This is a very narrow question I haven't been able to find answered elsewhere.
Given a group $G$, I want to prove that $\mathrm{Aut}(G)$ is a group.
All of the steps make sense to me, but I'm wondering about proving closure. For any $f,g \in \mathrm{Aut}(G)$, so I need to prove both that $f \circ g$ and $g \circ f$ are elements of $\mathrm{Aut}(G)$? What qualifies as closure in this case?
When I normally prove that a group is closed, I take arbitrary $a,b$ and prove that $ab \in G$. Even then I'm questioning why I don't need that $ba$ is also an element of $G$. Is this drawing on symmetry of the labels?
Automorphisms are bijections and the composition of bijections is bijections.

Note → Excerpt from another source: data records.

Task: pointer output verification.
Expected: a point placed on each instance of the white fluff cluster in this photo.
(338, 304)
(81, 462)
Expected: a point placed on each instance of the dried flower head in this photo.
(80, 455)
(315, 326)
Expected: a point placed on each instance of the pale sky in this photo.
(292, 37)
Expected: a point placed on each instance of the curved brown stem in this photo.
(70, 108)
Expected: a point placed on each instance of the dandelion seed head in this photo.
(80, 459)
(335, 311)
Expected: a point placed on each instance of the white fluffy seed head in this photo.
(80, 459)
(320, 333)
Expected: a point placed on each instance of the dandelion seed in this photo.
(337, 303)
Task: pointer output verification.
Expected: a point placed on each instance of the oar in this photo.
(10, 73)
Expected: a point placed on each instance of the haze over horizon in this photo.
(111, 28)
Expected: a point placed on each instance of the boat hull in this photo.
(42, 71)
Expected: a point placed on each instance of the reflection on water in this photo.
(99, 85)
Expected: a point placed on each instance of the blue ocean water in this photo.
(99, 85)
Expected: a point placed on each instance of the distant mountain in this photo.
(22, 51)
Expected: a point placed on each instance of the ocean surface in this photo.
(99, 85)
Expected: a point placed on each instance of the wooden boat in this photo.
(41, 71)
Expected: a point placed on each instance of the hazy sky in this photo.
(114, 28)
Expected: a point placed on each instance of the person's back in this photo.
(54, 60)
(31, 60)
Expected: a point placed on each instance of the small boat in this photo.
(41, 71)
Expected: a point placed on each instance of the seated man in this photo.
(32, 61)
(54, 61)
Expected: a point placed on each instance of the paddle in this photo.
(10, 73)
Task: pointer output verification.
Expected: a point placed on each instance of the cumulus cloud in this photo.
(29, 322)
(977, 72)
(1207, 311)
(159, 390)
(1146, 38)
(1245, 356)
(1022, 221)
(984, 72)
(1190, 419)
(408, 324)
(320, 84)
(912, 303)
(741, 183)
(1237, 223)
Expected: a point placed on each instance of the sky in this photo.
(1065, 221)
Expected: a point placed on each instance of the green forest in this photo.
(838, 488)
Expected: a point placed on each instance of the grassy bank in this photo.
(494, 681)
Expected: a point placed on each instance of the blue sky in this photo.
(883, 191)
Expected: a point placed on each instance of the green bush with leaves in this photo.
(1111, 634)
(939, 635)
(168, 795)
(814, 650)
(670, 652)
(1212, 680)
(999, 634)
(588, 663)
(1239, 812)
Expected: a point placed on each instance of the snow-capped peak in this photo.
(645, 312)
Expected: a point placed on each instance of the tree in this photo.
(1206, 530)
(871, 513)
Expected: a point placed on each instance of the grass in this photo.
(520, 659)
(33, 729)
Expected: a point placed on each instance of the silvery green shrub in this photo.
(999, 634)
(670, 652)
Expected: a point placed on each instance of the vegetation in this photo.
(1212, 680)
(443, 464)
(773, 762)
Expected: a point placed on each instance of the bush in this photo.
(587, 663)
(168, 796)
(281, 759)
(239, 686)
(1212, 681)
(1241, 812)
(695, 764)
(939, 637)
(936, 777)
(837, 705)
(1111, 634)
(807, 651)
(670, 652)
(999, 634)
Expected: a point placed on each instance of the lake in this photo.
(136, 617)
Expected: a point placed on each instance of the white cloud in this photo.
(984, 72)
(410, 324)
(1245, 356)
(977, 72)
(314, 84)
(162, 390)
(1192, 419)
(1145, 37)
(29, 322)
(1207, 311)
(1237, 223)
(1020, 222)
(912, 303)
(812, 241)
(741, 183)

So we only need to show compatibility with the group operation.
If $x,y \in G$, $f,g \in {\rm Aut}(G)$,
$$\begin{align} (f\circ g)(xy) &= f(g(xy)) \\ &= f(g(x)g(y)) \\ &= f(g(x))(f(g(y)) \\ &= (f\circ g)(x)(f\circ g)(y). \end{align}$$
So we can see $f\circ g$ is a bijection from $G$ to itself and respects the group operation, hence an automorphism.